Edgar M. Carvalho
Professor of Medicine
Senior Investigator of the Oswaldo Cruz Foundation
Edgar M. Carvalho is Professor of Medicine of the Federal University of Bahia Medical School and Senior Investigator of the Oswaldo Cruz Foundation. He is a clinic immunologist with expertise in the pathogenesis, Immunology and therapy of tropical diseases. Regarding HTLV-1 he follows in the HTLV-1 out clinic of the Federal University of Bahia Hospital a cohort of 495 infected subjects. He has documented that more 51% of HTLV-1 infected subjects have clinical manifestations related to HTLV-1 such as overactive bladder, erectile dysfunction and others inflammatory diseases. He has also performed clinical trials in patients with different clinical manifestations related to HTLV-1.

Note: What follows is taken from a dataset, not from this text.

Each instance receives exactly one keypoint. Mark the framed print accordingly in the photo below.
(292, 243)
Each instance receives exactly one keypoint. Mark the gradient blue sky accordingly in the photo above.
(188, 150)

The HTLV-1 infection has been neglected mainly due to the misconception it is a low morbidity virus infection, as HTLV-1 associated myelopathy (HAM) and adult T cell leukemia, occurs in less than 5% of infected patients. In a cohort of 495 HTLV-1 infected individuals followed for up to 18 years we have determined the frequency and pathogenesis of diseases associated to HTLV-1. Patients were classified in 4 groups: 1) HTLV-1 carriers; 2) Neurogenic bladder and/or erectile dysfunction; 3) Definitive HAM/TSP; 4) Other inflammatory diseases. The diagnosis was performed by detection of anti HTLV-1 antibodies by ELISA and confirmed by Western blot. The pro-viral load was measured by RT-PCR and cytokine levels in supernatants of unstimulated lymphocyte cultures by ELISA. While there was an association between increase in pro-inflammatory cytokines and pro-viral load (PVL) with HAM, and at lesser extension with neurogenic bladder, these variables were not correlated with other inflammatory diseases related to the virus. The sicca syndrome was associated with high PVL in saliva and gland atrophy. The patients with chronic periodontitis had HTLV-1 in the periodont, increased expression of pro-inflammatory cytokines in this tissue and down modulation of anti-inflammatory cytokines. HTLV-1 associated arthropathy was characterized by pain in large joints, absence or little synovitis, entesitis detected by X-ray and no association with PVL or pro-inflammatory cytokines levels.
More than 95% of these patients who present neurogenic bladder or erectile dysfunction did not progress to HAM/TSP. Morbidly related to HTLV-1 is observed in more than 50% of infected subjects and is related to virus migration to specific tissues associated with a systemic or local exaggerated inflammatory response.